The Italian banking sector is bracing for a potential structural shift as Banco BPM explores a merger with Monte dei Paschi di Siena (MPS). This move is part of a broader government strategy to reduce the state’s remaining shareholding in the Tuscan bank, which originated from a 2017 bailout. The potential consolidation would mark a significant reorganization of Italy’s financial landscape, aiming to create the country’s second-largest banking group.
According to reports, the Italian government, which holds a 4.9% stake in MPS, is prioritizing this merger to complete its long-standing re-privatization commitments. These commitments were established with the European Commission following the 2017 intervention, which saw the state acquire a 68% stake in the bank. While the government has successfully reduced its exposure through various market placements, the integration with a partner like Banco BPM remains a preferred pathway to finalize its exit.
Strategic Motivations and Market Context
The potential for a merger is not a new development in the Italian market. In previous years, similar discussions were disrupted, most notably by a 2024 bid from UniCredit that halted earlier consolidation efforts between the two entities. The current landscape is further complicated by the internal strategic priorities of Banco BPM. Under the leadership of CEO Giuseppe Castagna, the bank has been evaluating multiple avenues for growth, including a potential tie-up with the France-based Credit Agricole, which serves as both a commercial partner and a significant investor, holding a 20.1% stake in BPM.

For Monte dei Paschi di Siena, the near-term focus remains the integration of Mediobanca, a competitor recently acquired by the bank. This acquisition, partially funded through the issuance of new shares, has diluted the stakes held by existing investors. Despite these ongoing integration efforts, the government continues to signal that a merger with Banco BPM is a key objective for the long-term stability and competitiveness of the domestic banking sector.
The Role of Institutional Stakeholders
The involvement of Credit Agricole in Banco BPM’s capital structure provides a unique layer to these negotiations. By increasing its stake in BPM with authorization from Rome, the French institution has maintained a degree of influence over the bank’s strategic direction, effectively acting as a buffer against unsolicited takeover attempts from other major players like UniCredit. This dynamic suggests that any move toward an MPS merger would require delicate balancing between the Italian government’s divestment goals and the interests of BPM’s primary shareholders.

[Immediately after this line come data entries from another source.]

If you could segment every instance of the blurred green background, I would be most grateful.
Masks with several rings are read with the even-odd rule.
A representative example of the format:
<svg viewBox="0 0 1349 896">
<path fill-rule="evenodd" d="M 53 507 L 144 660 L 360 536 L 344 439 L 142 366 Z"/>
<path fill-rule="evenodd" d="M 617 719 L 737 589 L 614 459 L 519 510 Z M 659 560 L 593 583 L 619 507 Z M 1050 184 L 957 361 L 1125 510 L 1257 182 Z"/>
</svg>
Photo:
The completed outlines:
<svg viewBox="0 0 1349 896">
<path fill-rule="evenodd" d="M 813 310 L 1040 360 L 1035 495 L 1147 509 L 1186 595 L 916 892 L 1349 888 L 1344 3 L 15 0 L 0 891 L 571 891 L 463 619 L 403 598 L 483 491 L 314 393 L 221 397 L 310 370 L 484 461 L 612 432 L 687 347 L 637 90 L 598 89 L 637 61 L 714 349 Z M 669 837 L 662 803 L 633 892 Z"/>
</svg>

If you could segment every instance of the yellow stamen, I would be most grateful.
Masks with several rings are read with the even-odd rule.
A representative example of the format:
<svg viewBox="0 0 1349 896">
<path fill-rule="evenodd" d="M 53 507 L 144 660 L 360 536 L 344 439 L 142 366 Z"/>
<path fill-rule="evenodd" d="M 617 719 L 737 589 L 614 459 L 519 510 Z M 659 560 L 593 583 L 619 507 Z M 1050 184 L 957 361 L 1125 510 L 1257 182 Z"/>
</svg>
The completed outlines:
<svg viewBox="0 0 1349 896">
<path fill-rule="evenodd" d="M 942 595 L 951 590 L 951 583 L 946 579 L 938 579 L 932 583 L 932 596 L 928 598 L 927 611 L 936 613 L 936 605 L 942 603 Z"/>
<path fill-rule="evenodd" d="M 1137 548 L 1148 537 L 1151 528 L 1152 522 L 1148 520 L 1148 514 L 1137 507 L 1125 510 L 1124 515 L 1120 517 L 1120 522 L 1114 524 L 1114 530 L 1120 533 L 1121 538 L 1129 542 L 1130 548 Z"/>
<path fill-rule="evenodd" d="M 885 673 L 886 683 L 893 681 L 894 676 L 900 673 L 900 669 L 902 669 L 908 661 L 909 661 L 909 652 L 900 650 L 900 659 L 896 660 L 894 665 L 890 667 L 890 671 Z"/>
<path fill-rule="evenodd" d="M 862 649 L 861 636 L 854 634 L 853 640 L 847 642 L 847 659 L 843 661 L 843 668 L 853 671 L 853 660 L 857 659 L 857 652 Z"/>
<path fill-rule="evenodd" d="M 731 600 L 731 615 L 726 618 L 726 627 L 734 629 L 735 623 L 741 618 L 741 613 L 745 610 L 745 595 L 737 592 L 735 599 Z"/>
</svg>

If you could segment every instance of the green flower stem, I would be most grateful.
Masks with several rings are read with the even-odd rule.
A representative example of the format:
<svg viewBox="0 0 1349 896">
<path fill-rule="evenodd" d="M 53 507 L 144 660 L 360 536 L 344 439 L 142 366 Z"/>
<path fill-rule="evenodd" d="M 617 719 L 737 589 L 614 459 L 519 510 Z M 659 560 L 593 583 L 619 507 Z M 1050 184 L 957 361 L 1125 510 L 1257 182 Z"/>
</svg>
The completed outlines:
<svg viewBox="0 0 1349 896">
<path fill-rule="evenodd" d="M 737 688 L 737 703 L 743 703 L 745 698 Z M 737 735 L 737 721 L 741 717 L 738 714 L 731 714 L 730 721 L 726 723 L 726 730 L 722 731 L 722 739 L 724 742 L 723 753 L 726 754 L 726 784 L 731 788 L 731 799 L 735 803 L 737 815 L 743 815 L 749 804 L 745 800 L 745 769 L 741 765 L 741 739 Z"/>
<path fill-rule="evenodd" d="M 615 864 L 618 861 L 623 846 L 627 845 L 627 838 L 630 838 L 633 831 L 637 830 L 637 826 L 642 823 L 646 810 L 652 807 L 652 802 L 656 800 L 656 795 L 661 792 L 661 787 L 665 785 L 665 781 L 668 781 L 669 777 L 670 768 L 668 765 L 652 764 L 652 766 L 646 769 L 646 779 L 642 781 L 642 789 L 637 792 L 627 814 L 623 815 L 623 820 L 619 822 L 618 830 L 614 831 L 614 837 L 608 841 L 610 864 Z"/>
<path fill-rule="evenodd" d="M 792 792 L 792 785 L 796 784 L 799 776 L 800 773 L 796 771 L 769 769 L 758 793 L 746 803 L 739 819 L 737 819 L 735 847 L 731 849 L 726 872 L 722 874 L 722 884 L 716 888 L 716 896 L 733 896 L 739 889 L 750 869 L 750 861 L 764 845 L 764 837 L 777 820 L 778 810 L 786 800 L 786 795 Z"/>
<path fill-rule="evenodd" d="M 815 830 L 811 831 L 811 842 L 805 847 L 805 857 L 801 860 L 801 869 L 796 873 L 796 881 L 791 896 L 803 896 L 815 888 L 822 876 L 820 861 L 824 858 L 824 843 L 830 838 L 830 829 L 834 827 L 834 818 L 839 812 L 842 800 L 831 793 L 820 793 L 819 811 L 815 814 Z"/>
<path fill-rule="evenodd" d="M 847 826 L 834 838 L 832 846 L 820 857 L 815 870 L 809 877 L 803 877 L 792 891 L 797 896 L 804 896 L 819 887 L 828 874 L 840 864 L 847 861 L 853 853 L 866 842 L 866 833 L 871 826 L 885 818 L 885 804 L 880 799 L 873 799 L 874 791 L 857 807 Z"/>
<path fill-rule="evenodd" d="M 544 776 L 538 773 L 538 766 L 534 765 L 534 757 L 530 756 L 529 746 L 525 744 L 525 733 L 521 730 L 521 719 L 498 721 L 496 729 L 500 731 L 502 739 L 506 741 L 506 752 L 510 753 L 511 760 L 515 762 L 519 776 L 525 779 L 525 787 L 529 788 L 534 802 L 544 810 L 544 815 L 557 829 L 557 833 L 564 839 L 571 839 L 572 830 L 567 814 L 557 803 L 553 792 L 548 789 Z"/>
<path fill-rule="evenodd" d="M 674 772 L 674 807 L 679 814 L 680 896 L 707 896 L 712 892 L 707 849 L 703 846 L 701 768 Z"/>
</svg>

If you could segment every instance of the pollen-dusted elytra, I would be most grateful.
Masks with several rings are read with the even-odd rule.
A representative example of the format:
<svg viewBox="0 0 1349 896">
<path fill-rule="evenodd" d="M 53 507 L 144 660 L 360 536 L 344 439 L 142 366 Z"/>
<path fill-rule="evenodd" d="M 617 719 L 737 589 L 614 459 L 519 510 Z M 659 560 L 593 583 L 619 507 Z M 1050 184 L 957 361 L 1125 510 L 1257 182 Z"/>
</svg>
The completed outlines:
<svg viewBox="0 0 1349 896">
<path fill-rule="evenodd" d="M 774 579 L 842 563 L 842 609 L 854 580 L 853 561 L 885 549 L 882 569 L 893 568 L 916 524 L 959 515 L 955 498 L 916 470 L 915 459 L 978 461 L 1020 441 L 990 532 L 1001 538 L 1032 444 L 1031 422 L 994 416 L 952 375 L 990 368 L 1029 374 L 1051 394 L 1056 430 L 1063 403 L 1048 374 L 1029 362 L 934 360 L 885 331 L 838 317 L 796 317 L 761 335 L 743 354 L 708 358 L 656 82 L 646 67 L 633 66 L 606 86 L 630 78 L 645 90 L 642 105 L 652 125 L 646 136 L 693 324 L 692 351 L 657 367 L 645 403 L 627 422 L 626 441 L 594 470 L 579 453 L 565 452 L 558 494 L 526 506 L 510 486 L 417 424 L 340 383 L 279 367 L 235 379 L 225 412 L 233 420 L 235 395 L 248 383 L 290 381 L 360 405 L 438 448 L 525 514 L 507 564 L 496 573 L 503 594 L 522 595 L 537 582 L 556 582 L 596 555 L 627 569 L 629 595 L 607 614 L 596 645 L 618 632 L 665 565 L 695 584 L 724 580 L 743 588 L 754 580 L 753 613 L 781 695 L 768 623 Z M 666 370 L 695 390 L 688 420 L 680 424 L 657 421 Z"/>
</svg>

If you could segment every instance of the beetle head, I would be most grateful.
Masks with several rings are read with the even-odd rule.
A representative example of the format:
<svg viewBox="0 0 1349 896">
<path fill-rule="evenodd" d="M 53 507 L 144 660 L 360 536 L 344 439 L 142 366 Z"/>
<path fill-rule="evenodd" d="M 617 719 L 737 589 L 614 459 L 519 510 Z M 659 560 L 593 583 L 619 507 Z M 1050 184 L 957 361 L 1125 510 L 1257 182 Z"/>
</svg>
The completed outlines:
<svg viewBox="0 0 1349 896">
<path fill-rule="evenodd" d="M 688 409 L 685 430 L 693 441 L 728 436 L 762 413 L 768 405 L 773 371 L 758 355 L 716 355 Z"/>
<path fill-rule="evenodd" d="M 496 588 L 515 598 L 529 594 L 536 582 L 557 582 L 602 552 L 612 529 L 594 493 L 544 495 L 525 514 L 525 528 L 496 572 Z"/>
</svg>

The Italian government’s current 4.9% stake in MPS already satisfies the thresholds required by the European Commission for re-privatization. However, the political will to see a successful merger persists, as officials look to consolidate the sector to better compete with larger European banking institutions. The process of reducing state ownership is viewed not just as a financial necessity but as a strategic step toward normalizing the bank’s position in the private sector.
Next Steps in the Consolidation Process
While discussions are reportedly underway, there is no finalized timeline for a formal agreement. Monte dei Paschi di Siena is expected to prioritize its operational integration of Mediobanca before committing to further large-scale structural changes. Market participants and analysts are awaiting further official disclosures from either Banco BPM or the Italian Ministry of Economy and Finance regarding the status of these talks.

Investors and stakeholders are encouraged to monitor official regulatory filings and press releases from the respective banks for updates on the merger negotiations. As the situation develops, the focus will remain on whether Banco BPM chooses to pursue the MPS consolidation or opts for alternative strategic partnerships that may offer different synergies. We will continue to track this story as official statements become available.